Para entender la mentalidad espartana, lo primero que debemos saber es que en Esparta el conjunto primaba siempre por encima del individuo. Así, la "educación" de un niño espartano comenzaba con su nacimiento: la matrona entregaba al recién nacido a una comisión de ancianos que debía examinarlo en el senado de la ciudad. Si el niño era considerado robusto y bello (según los cánones imperantes en la época) pasaba a formar parte de la sociedad espartana; si, por el contrario, tenía algún defecto físico o psíquico, se le consideraba como una boca improductiva y era despeñado por las laderas barrancosas del monte Taigeto.

Ruinas de Esparta
Las madres esperaban ansiosas el resultado del examen con la esperanza de que fuera positivo... pero no por amor a sus hijos, sino porque habían sido educadas desde niñas en la creencia de que su deber era engendrar hijos fuertes y "perfectos" que contribuyeran a acrecentar la gloria de Esparta.
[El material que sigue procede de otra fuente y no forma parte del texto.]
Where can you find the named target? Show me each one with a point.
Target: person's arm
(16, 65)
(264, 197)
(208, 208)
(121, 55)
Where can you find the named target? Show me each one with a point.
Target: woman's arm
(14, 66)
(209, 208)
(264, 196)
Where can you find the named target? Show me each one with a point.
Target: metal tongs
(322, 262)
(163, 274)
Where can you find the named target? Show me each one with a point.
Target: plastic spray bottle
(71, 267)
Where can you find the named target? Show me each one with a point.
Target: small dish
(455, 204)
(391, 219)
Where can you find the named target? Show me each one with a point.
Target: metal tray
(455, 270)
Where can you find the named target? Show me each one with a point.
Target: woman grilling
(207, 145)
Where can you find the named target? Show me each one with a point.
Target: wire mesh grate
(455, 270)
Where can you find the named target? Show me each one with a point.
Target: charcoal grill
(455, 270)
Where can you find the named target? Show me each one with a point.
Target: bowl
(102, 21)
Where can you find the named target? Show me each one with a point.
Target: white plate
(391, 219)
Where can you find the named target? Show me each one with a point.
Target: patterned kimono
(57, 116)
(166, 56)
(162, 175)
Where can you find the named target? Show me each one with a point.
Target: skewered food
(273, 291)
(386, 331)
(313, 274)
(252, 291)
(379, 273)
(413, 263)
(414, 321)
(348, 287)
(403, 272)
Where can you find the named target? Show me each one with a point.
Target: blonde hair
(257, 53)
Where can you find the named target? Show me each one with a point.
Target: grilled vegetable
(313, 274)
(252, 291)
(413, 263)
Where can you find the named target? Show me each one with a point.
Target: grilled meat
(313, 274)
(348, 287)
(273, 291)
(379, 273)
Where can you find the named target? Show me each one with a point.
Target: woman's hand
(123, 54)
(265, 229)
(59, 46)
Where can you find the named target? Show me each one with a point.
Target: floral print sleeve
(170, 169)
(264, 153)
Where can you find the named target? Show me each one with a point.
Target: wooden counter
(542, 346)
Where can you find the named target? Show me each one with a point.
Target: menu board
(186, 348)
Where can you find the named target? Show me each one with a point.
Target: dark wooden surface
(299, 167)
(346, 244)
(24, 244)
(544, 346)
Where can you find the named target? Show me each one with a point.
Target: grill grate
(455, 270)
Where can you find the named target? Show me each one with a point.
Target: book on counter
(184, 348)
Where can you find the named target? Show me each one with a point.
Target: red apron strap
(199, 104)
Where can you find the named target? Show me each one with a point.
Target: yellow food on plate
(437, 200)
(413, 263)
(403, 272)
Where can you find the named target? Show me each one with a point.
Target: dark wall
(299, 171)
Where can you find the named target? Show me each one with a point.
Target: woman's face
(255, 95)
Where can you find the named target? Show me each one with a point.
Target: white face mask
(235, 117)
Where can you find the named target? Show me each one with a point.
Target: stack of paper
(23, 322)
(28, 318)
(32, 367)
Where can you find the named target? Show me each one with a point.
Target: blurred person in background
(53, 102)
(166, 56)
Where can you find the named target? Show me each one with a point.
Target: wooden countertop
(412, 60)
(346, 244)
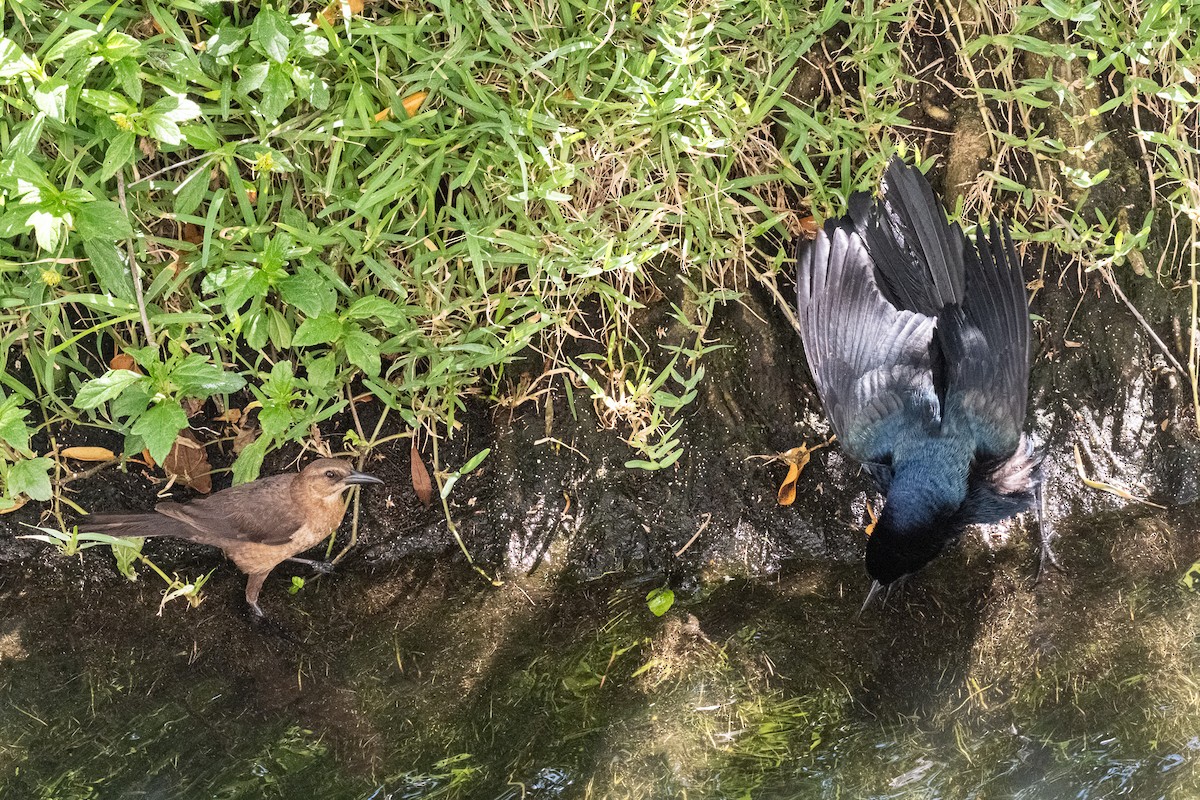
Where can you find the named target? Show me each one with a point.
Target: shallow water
(427, 683)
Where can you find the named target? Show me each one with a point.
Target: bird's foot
(323, 567)
(1048, 561)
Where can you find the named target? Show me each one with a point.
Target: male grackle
(258, 524)
(918, 343)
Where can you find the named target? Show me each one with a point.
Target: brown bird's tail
(136, 524)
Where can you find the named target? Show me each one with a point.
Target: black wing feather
(870, 361)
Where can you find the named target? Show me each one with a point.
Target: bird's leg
(323, 567)
(1047, 558)
(253, 585)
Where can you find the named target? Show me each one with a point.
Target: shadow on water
(406, 675)
(426, 683)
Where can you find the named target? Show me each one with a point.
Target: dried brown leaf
(189, 462)
(421, 482)
(88, 453)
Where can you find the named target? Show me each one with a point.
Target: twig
(133, 263)
(1133, 310)
(691, 541)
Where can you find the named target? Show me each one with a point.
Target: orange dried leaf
(189, 463)
(244, 438)
(21, 500)
(421, 482)
(413, 102)
(124, 361)
(89, 453)
(787, 491)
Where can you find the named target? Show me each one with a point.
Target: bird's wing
(262, 511)
(870, 361)
(917, 253)
(987, 348)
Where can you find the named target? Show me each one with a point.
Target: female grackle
(918, 343)
(258, 524)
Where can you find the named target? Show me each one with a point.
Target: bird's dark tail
(917, 253)
(135, 524)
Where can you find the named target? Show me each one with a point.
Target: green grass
(239, 199)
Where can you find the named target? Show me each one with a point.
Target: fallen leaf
(797, 458)
(189, 462)
(89, 453)
(809, 227)
(787, 491)
(192, 234)
(1104, 486)
(21, 500)
(124, 361)
(413, 102)
(244, 438)
(421, 483)
(333, 12)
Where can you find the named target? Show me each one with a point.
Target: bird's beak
(360, 477)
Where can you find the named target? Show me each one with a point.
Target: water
(427, 683)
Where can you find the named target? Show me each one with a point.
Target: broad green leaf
(120, 152)
(277, 92)
(322, 329)
(106, 388)
(307, 292)
(197, 377)
(102, 220)
(109, 269)
(12, 423)
(31, 477)
(363, 350)
(660, 601)
(270, 32)
(160, 426)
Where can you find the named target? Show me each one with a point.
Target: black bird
(918, 343)
(258, 524)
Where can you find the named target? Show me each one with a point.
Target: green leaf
(192, 191)
(277, 94)
(163, 130)
(226, 42)
(660, 601)
(108, 268)
(120, 152)
(106, 388)
(73, 46)
(159, 427)
(385, 311)
(319, 372)
(175, 108)
(31, 477)
(270, 34)
(363, 350)
(51, 98)
(102, 220)
(13, 60)
(12, 423)
(307, 292)
(323, 329)
(197, 377)
(119, 46)
(250, 461)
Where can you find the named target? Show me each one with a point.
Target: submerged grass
(411, 202)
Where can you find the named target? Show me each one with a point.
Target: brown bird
(258, 524)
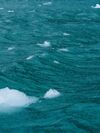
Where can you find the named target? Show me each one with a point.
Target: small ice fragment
(96, 6)
(52, 93)
(1, 8)
(66, 34)
(11, 48)
(45, 44)
(30, 57)
(47, 3)
(63, 50)
(10, 10)
(56, 62)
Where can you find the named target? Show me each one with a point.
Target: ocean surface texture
(49, 66)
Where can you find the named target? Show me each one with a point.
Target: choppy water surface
(50, 66)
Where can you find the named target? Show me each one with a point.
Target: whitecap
(96, 6)
(11, 11)
(47, 3)
(52, 93)
(29, 57)
(63, 50)
(56, 62)
(66, 34)
(1, 8)
(11, 48)
(15, 98)
(45, 44)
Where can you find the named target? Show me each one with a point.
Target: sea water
(49, 66)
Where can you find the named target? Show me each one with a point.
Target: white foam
(47, 3)
(63, 50)
(96, 6)
(1, 8)
(30, 57)
(52, 93)
(45, 44)
(11, 11)
(66, 34)
(11, 48)
(15, 98)
(56, 62)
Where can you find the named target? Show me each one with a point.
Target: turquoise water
(50, 44)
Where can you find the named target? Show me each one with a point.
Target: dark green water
(36, 54)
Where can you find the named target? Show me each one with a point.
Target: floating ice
(96, 6)
(30, 57)
(47, 3)
(45, 44)
(63, 50)
(66, 34)
(11, 48)
(15, 98)
(52, 93)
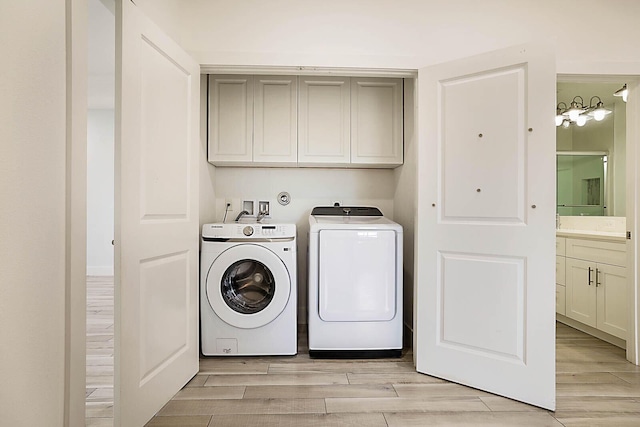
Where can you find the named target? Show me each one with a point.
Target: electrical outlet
(248, 205)
(263, 207)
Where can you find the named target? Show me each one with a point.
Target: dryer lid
(346, 211)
Por este motivo, si el dictamen era negativo, esas mismas madres apretaban los dientes, bajaban la cabeza avergonzadas por lo que consideraban una deshonra y se preparaban para otorgar un nuevo vástago a su gloriosa patria.

Partiendo de esta base, no es necesario explicar el por qué de que la palabra Esparta sea tradicionalmente asociada a la dureza. Estos métodos y los que vamos a referir a continuación convirtieron a aquella pequeña ciudad estado en una sociedad permanentemente militarizada capaz de criar élites entre la élite, pero cuya población iba en continuo descenso, pues no todos eran dignos de ser llamados espartanos.

Si el recién nacido era considerado válido, el consejo de ancianos lo ponía en manos de una nodriza que se encargaría de su educación hasta que cumpliera los 7 años. El niño aún no era considerado un  espartano de pleno derecho, pero se le permitía vagar libre por la ciudad bajo la atenta mirada de la nodriza que le hubiera tocado en suerte, que se encargaba de curtir al niño en sus primeros años de vida.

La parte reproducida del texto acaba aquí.